Selecting the best gains to measure
To most effectively and efficiently address workforce health management, employers
need to determine the full range of health effects on employee costs and performance.
While health care, workers’ compensation and disability costs are routinely measured,
chances are that productivity and performance are not. Fortunately, there are at
least half a dozen thoroughly tested methods for at least estimating the impact
of employee health on productivity and performance. The improvements achieved through
workplace programs can be captured by repeating these health and performance surveys.
By measuring health-related absence and turnover among employees,
employers can get hard data to use in addition to their estimates of presenteeism,
impaired productivity and underperformance while at work. Dow Chemical Co., for
example, used measures of absenteeism and estimates of presenteeism among its employees
and calculated that as little as a 1 percent decline in health risks among its workforce
would pay for the costs of health management efforts. Everything above that would
be pure profit.
Choosing the right gains to measure also means selecting the
best time frame for measurement. GlaxoSmithKline followed a cohort of more than
6,000 employees in its Contract for Wellness program. It found that while the first
year’s net gains were only $233 per participant, such gains rose to $375 in the
second year, then leaped to $944 in the third year and $950 in the fourth year.
These savings were measured via health care, workers’ compensation, disability and
absence data. They did not count regained productivity through reduced presenteeism,
which would probably have doubled the total gains measured.

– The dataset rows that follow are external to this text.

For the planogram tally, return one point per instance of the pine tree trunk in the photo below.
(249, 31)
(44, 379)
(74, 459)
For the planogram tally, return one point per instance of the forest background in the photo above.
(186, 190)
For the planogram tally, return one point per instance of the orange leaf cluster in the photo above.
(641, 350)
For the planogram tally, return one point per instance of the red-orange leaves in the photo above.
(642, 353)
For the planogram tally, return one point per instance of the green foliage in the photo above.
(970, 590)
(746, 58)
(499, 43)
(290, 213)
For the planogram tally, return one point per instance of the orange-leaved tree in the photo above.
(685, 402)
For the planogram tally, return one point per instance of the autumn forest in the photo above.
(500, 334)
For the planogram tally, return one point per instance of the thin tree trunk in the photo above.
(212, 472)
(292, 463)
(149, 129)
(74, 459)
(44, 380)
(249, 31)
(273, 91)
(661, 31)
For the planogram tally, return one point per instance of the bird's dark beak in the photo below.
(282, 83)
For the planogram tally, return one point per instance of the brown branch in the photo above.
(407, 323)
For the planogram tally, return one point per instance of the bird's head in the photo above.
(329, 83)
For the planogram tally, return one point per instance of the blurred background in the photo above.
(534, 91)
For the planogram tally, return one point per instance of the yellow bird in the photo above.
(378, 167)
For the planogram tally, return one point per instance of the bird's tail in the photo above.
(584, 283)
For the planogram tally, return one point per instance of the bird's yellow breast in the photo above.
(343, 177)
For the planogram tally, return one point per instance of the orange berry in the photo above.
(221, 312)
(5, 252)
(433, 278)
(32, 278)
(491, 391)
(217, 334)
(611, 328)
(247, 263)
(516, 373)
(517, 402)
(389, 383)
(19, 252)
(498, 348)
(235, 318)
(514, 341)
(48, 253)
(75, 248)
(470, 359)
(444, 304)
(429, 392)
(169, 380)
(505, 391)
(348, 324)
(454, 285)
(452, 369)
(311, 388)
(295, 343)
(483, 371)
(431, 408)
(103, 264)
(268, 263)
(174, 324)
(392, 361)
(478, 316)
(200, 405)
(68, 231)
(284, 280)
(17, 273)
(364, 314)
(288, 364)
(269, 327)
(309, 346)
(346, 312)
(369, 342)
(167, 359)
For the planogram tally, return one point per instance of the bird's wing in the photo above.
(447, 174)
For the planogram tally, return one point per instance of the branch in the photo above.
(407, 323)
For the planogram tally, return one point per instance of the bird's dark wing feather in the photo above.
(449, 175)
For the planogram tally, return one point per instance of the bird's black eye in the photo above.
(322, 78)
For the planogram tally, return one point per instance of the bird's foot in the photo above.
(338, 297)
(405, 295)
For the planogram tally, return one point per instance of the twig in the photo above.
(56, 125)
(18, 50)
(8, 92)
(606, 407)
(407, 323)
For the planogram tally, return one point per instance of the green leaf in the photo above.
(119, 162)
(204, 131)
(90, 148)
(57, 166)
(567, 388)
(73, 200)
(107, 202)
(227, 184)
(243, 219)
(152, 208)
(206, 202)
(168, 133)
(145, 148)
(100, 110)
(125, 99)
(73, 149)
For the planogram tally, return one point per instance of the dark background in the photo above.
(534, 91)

Choosing the best interventions
One of the other reasons that disease management has often delivered disappointing
results is that it tends to involve expensive care. In one Medicare demonstration
project, the fees charged by the 15 disease management suppliers involved ranged
from $80 to $444 per patient per month, or $960 to $5,328 per year! No wonder only
two of these suppliers managed to achieve the cost-savings minimum that Medicare
had set as a standard.
When nearly all employees are potential participants, and
all their health problems are potential targets for correction, it makes sense to
keep down the costs per participant, since the average gains in total workforce
health management are often significantly lower per participant than with disease
management. The costs of interventions need to be matched to the risk/reward potential
of individual participants. Moreover, the lower the average cost of interventions
per participant, the more likely it is that the employer will be able to offer incentives
that will promote high levels of workforce participation. With incentives, participation
can be 90 percent or more, rather than the more common 5 percent to 20 percent without
incentives.
The more employees who participate, the more employers can
use methods such as team competitions and peer support communities to motivate and
reinforce worker participation—in addition to any incentives they offer. It is the
continuous and committed participation of as many employees as possible that will
usually determine how great the financial gains are. While narrowly focused strategies
may yield ROI levels of $2 to $3 for every dollar invested, more broadly focused
alternatives often yield ROI levels of $5 to $8. Having more participants means
greater ROI, optimizing net financial gains for the employer.
By combining the best methods for selecting workforce health
management problems with the best methods for measuring them and the best methods
for achieving them, employers can dramatically improve their probability of succeeding,
and realizing the financial gains available. The best approaches to each of these
challenges work together to make the whole better than the sum of its parts, and
ensure that employers won’t miss out when they venture into this increasingly essential
element of strategic workforce management.